The Rolls-Royce (LSE:RR) share price is climbing once again. In fact, it recently reclaimed the 200p per share marker for the first time since early 2020.
Does the FTSE 100 stock still offer value for money though? Let’s take a look.
The first thing to consider is the company’s price-to-earnings (P/E) ratio for 2023. At 25.5 times, this sits way ahead of the forward average of 14 times for FTSE 100 shares.
Rolls shares have pulled back thanks to rebounding conditions in key markets. A travel sector revival is powering revenues higher at its Civil Aerospace unit again. Its Defence division is also performing strongly as global weapons spending spikes.
The business doesn’t look overwhelmingly expensive compared to its peers though.
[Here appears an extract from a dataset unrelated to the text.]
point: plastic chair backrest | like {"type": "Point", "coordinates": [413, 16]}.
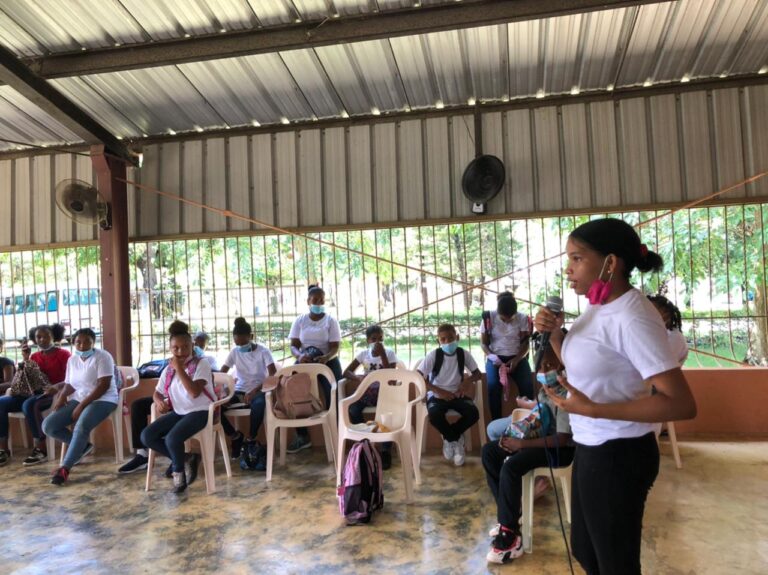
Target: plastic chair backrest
{"type": "Point", "coordinates": [394, 393]}
{"type": "Point", "coordinates": [314, 370]}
Though it must be said that investors can get better value elsewhere, based on this metric.
Airbus trades on a forward-looking P/E ratio of 22.7 times. Pratt & Whitney owner RTX Corporation (which was known as Raytheon Technologies until July) trades on an earnings multiple of 17 times.
However, fellow engine builder Safran trades on a heavier P/E ratio of 27.8 times.
That said, Rolls-Royce shares seem to offer compelling value when it comes to the price-to-earnings (PEG) ratio. City analysts expect annual profits to rocket around 300% this year, leaving it trading on a multiple of 0.1.
Any reading below 1 indicates that a share is undervalued. Only RTX (which trades on a PEG ratio of 0.4) sits within this bargain benchmark. Airbus carries a reading of 8, while Safran doesn’t generate a reading, having reported losses in 2022.
It’s also important to consider Rolls’ dividend yield when assessing value. And on this score, it doesn’t score highly. In fact, it isn’t expected to pay a dividend at all in 2023 as work continues to repair the balance sheet. This puts it on the same holding pattern as Boeing.
By contrast, the average forward yield on FTSE 100 stock sits at a meaty 3.7%. RTX leads the aerospace businesses with a 2.7% dividend yield for 2023, while Safran and Airbus each offer a 1.5% yield.
Finally, it’s worth considering whether Rolls shares look cheap, according to the value of its tangible assets. I can do this by calculating the firms price-to-book (P/B) ratio.
On this front, the company scores badly, as the chart above shows. A negative reading of 3.34 shows its liabilities are higher than the value of its assets. Only Boeing (with a ratio of 8.72) posts a worse reading.
The verdict on Rolls shares
Based on all of the above, I don’t think the engineer offers decent value for money, at current prices.
Rolls’ recent turnaround has been impressive. But a sudden downturn in its end markets could send its share price plummeting again. As a potential investor, I’m also concerned about its large £2.8bn net debt pile, and the fact a significant portion of this needs to be repaid in the next two years.
On balance, I’d rather buy other FTSE shares today.